Defense Secretary Donald Rumsfeld--who has long opposed a permanent hike in the Army's 500,000-strong active-duty force--made himself scarce as these troubling indicators surfaced. The Defense chief has argued that retooling the Army--turning cooks and accountants into trigger pullers and hiring contractors to perform such civilian tasks, among other steps--should generate efficiencies that would ease the strain on the Army without having to boost its size.

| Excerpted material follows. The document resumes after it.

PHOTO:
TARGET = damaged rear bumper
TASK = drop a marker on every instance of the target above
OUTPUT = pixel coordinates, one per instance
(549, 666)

But other Pentagon officials doubt that such measures will suffice. "We're growing increasingly concerned about the health of the force," an Army personnel officer says. "These deployments are really beginning to take a toll."

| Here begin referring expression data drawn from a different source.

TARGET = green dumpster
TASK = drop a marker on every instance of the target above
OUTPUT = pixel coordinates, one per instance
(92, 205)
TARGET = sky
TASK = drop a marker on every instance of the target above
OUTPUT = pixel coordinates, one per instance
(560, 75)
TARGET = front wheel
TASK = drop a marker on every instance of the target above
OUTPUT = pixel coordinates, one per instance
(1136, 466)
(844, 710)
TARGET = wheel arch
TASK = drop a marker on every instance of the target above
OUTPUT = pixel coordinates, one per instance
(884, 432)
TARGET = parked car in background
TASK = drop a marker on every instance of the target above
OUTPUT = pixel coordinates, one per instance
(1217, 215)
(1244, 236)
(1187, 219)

Outside observers agree. "The Army's wheels are going to come off in the next 24 months," Barry McCaffrey, a retired four-star Army general, said last week. "The data are now beginning to come in to support that." McCaffrey said the service needs to add 80,000 troops to ease the strain brought on by the Iraq war. "We are in a period of considerable strategic peril," he said. "And it's because Rumsfeld has dug in his heels and said, 'I cannot retreat from my position.'"
Because of other commitments overseas, in Europe and Eastern Asia, and because the Pentagon is trying to limit Iraq tours to a year, the Army increasingly has had to rely on the National Guard and Army Reserve to help fill the roster of 150,000 troops in Iraq. Those part-time forces represent 40% of the current U.S. troop strength in Iraq and will grow to 50% in coming months. There were about 160,000 National Guard and Army reservists on active duty last week, including 60,000 inside Iraq. In a Dec. 20 memo published in the Baltimore Sun last week, Lieut. General James Helmly, chief of the Army Reserve, warned that the wars in Iraq and Afghanistan have put in "grave danger" his force's ability to fulfill other Pentagon missions or help grapple with domestic emergencies. "I do not wish to sound alarmist," wrote Helmly, who won a Bronze Star for valor in Vietnam. "I do wish to send a clear, distinctive signal of deepening concern." Helmly's memo split the Pentagon into two camps--those who praised Helmly's candor and courage, and those who found the memo's tone, and its appearance in a newspaper, a little too self-promoting.